Traditional asset allocation past use by date


Traditional asset allocation models have reached their ‘use-by date' and are no longer guaranteed to perform in the current economic climate and should be abandoned in favour of models that use alternative assets according to investment manager QIC.
QIC chief economist Matthew Peters said the stylised traditional asset allocation model, with 60 per cent growth assets and 40 per cent defensive assets, should be judged against its future effectiveness and would be likely to underperform in the current economic environment given its mix of equities and bonds.
"The future is rarely a simple extrapolation of the past and the traditional asset allocation model has reached its use-by date because a clutch of structural, economic and financial factors will inhibit future returns from listed equities and, in particular, sovereign bonds," Peters said.
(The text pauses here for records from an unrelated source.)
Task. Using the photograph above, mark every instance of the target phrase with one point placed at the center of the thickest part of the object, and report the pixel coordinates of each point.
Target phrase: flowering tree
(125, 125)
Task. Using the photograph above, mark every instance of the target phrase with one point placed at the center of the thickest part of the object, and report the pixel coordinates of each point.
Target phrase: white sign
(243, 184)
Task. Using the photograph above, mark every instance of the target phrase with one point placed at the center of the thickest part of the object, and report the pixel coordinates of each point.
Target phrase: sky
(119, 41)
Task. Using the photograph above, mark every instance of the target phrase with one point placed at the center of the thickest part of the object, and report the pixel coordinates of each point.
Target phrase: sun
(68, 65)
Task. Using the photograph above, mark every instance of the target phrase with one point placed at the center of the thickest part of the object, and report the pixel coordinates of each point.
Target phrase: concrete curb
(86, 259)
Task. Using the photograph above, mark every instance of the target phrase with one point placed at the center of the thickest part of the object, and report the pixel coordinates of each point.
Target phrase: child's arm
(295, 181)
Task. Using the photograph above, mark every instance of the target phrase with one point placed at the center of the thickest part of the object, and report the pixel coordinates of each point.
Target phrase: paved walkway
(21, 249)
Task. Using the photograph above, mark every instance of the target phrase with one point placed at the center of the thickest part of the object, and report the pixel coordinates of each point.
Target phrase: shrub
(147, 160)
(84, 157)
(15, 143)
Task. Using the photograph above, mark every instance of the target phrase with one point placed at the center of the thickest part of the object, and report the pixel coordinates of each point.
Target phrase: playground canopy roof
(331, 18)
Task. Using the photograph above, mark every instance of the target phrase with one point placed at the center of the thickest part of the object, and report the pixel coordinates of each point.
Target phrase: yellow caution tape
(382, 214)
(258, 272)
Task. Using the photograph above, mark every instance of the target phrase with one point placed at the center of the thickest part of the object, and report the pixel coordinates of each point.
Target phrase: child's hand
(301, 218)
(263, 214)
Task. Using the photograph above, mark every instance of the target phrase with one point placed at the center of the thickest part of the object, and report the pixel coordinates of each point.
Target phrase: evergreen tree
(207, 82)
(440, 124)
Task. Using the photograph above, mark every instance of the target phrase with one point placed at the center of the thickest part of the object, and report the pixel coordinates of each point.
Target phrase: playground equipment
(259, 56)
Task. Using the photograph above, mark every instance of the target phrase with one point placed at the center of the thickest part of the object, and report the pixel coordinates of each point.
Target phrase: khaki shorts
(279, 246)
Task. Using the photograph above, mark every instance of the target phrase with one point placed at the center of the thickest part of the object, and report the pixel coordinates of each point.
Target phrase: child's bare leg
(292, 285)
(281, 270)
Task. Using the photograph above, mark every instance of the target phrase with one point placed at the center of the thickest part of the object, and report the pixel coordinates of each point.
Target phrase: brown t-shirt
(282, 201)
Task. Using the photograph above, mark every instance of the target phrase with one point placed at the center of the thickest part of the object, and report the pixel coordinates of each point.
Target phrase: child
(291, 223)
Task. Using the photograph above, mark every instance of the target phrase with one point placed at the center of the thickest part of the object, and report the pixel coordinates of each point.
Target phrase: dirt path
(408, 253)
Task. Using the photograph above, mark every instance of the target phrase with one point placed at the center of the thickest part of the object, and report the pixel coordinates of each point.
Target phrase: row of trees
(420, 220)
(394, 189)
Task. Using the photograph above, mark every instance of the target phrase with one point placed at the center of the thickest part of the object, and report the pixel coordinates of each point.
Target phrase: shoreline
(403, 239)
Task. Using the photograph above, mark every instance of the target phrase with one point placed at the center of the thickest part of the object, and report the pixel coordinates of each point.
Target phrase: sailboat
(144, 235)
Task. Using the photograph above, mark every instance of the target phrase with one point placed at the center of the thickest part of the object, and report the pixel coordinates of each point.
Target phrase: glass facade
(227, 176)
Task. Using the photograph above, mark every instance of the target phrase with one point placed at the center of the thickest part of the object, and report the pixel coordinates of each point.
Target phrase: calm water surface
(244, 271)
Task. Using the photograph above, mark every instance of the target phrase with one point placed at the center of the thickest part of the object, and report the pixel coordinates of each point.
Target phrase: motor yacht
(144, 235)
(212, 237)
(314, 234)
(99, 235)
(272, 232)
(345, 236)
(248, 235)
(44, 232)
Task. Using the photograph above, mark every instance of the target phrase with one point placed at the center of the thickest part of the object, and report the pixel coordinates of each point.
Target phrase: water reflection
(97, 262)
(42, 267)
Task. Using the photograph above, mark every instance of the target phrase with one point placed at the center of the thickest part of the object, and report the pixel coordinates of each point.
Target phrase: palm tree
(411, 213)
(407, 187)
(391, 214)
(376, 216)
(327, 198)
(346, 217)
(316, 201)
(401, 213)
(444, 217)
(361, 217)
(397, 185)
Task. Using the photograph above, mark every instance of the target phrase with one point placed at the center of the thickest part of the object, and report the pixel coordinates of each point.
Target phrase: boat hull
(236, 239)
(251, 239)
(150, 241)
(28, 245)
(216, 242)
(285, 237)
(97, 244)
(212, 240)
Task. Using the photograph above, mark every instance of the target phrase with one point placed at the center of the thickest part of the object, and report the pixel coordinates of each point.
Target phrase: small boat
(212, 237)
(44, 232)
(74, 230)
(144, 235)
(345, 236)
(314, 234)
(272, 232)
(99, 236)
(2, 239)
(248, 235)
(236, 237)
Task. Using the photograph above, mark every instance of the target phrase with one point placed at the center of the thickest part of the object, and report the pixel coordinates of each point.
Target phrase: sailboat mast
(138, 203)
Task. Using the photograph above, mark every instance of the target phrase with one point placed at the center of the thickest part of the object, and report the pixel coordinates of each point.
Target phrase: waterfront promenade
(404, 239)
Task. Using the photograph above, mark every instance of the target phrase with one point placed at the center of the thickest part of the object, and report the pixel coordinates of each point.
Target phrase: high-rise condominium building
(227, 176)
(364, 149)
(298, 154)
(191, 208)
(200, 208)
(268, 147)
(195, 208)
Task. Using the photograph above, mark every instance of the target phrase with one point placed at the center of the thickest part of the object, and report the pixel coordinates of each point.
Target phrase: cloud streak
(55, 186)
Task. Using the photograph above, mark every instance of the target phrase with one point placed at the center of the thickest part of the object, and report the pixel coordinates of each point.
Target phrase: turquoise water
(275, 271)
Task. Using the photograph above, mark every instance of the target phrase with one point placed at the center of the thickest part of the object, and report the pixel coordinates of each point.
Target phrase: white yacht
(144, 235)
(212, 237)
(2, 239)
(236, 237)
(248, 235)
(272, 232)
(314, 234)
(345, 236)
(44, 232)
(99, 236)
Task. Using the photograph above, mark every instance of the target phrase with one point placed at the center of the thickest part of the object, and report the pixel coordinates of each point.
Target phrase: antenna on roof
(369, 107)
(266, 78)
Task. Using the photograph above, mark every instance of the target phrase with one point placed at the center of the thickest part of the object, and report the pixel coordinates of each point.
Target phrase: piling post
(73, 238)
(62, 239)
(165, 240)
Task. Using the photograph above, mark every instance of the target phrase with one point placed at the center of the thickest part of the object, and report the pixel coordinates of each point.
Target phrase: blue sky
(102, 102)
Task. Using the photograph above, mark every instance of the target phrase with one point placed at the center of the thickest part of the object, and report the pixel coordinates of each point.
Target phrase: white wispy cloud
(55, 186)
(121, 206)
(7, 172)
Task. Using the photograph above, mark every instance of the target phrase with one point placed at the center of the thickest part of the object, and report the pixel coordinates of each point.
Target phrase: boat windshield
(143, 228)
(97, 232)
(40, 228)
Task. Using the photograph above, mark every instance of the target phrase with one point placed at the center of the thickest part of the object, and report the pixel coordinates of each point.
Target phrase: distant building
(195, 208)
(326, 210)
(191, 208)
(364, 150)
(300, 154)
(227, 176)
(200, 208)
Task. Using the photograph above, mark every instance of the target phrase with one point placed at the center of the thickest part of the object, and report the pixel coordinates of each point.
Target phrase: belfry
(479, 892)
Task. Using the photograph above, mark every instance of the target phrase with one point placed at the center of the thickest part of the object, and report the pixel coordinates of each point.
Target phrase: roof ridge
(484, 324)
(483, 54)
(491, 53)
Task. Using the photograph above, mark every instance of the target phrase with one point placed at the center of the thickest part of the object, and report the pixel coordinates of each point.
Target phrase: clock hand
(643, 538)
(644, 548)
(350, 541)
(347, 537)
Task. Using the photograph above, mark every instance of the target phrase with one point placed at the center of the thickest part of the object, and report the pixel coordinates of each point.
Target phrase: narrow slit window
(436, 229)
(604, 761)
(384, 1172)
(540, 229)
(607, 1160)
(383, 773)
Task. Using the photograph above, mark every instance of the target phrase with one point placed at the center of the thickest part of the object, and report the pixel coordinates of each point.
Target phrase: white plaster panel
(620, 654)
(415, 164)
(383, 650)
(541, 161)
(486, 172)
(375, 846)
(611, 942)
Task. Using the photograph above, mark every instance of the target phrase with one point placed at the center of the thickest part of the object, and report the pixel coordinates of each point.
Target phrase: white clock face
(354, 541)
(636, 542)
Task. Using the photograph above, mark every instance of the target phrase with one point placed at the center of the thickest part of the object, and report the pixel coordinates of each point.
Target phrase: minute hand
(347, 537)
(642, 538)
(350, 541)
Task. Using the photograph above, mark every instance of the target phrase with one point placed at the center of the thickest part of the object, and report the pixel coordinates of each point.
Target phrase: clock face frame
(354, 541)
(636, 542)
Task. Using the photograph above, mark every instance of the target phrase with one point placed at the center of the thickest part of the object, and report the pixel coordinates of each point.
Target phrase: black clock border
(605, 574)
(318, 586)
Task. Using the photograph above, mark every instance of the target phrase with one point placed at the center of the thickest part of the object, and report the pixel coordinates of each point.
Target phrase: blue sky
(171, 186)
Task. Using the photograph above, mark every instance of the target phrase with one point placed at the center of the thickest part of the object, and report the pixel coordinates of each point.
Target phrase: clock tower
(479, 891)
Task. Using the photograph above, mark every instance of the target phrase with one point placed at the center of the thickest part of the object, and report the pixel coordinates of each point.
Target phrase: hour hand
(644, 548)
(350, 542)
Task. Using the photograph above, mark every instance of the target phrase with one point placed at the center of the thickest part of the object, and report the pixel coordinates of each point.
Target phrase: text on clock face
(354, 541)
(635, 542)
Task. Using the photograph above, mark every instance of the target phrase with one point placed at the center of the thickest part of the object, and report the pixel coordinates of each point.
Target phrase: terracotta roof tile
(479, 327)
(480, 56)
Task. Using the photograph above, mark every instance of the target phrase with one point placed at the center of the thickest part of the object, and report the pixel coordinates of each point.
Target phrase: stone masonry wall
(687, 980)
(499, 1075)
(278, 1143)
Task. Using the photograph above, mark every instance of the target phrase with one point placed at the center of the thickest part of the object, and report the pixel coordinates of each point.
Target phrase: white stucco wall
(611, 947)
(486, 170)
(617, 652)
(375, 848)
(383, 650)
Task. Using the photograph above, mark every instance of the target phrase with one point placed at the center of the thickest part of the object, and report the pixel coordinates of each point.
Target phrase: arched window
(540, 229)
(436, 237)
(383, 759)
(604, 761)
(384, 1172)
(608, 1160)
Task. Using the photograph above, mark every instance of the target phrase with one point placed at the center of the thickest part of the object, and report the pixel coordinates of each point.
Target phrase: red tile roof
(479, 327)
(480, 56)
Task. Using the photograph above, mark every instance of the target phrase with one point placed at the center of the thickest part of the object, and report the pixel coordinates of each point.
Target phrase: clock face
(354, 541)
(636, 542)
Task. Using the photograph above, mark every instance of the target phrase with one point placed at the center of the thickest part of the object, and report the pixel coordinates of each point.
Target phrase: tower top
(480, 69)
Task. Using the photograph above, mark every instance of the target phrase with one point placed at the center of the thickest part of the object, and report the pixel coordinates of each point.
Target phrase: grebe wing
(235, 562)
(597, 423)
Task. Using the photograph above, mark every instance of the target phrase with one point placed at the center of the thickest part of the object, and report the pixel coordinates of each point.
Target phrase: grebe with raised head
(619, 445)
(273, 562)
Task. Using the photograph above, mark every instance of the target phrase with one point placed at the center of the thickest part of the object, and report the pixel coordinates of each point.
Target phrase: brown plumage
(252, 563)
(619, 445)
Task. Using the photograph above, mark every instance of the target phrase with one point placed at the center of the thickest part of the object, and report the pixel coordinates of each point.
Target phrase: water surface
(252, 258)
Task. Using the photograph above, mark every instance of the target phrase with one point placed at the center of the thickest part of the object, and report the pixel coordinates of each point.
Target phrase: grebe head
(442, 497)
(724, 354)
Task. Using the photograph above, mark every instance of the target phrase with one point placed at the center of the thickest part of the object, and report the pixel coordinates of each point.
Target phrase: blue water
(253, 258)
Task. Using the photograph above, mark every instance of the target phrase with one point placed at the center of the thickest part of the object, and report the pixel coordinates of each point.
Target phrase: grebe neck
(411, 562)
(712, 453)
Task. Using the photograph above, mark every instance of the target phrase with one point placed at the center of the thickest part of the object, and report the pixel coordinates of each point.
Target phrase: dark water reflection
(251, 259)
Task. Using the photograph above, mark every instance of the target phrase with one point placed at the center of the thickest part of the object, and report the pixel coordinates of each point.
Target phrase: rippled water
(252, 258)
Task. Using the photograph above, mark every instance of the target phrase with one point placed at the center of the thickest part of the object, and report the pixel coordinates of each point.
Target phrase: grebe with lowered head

According to Peters the real annual average return of a stylised 60/40 portfolio would fall from around four per cent to two per cent over the next five years driven by low bond market returns off the back of low but slowly rising interest rates which will lead to lower returns from bonds due to falling capital values.
Peter said QIC estimates equity returns would be sluggish as major markets in the US, Europe and Japan slowly returned to growth and stated that investors could increase equity allocation or consider increasing their portfolio's weighting to alternative assets to generate higher returns.
"Lowering the bond weighting from 40 per cent to 20 per cent and introducing alternatives to the portfolio with a weight of 20 per cent would result in our stylised portfolio generating a real annual average return of 3.5 per cent over the coming five years. This shifts the stylised portfolio return closer to the real annual average four per cent return target," Peters said.
He also stated that while allocations to alternative assets has increased and then waned in the past investors can be confident of their ability to perform in the coming years given that low yield environments seem to entrenched and asset and liability matching strategies are gaining traction among investment managers.
“An upshot is that growing investor appetite for infrastructure and real estate, in concert with an ongoing low interest rate environment, should be supportive of valuations for some time.”